The Town received a total of 7 bids on the bonds, with William Blair & Company LLC, submitting the winning bid. The low bid on the Bonds was 2.36 percent. The bonds will replace BANs and provide new financing for various school, sewer and capital improvement projects. The largest part of the issuance is to finance the Town’s Middle School project.
The new Notes, awarded to TD Securities, attracted five bidders and will have a net interest cost of 0.16 percent.

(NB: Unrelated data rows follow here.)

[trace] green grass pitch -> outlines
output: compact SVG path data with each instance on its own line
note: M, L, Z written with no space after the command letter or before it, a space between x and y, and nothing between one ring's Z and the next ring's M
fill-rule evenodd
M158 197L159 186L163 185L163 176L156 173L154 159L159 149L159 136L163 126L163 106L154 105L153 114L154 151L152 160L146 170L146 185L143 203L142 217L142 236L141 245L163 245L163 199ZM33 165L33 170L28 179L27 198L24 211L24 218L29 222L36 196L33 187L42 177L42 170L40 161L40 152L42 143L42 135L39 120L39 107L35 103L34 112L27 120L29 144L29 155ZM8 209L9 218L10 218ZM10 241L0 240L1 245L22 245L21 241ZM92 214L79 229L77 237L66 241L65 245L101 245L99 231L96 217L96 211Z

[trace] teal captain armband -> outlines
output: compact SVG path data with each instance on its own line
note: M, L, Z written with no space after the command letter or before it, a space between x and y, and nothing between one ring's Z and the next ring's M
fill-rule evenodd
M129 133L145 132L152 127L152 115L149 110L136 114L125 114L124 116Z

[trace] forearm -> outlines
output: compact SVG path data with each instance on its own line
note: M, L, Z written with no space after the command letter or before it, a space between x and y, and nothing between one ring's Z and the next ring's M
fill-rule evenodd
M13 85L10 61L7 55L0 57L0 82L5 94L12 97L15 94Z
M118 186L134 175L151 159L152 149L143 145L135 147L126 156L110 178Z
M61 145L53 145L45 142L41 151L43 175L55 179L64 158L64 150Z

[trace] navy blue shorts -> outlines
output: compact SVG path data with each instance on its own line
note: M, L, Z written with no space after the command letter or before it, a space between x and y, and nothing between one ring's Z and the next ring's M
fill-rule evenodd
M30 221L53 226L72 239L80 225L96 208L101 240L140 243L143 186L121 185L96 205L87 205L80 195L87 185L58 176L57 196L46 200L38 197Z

“The successful sale was a direct result of the town’s track record of strong credit ratings,” Matthew Spoerndle, senior managing director of Phoenix Advisors and Southington’s financial advisor, said in a press release from the town manager’s office. “Ratings have become increasingly important in this environment. S&P has recognized the work town officials have done in recent years to continue to improve Southington’s fiscal health and as a result, the Town issues debt at very low levels. The rate on today’s bond sale is one of the lowest the state has seen in the last couple of years.”
S&P reaffirmed Southington’s rating at AA+/Stable Outlook. Within its rating, S&P referenced the Towns “Strong management conditions… with good financial practices”, “Strong budgetary performance”, “Strong budget flexibility…with reserves above 15% of expenditures”, and “Very strong economy among the factors influencing the Town’s high credit rating. The “AA+” rating is only one notch away from the highest bond rating (AAA) awarded by S&P.
The settlement date for the sale is January 27, 2015.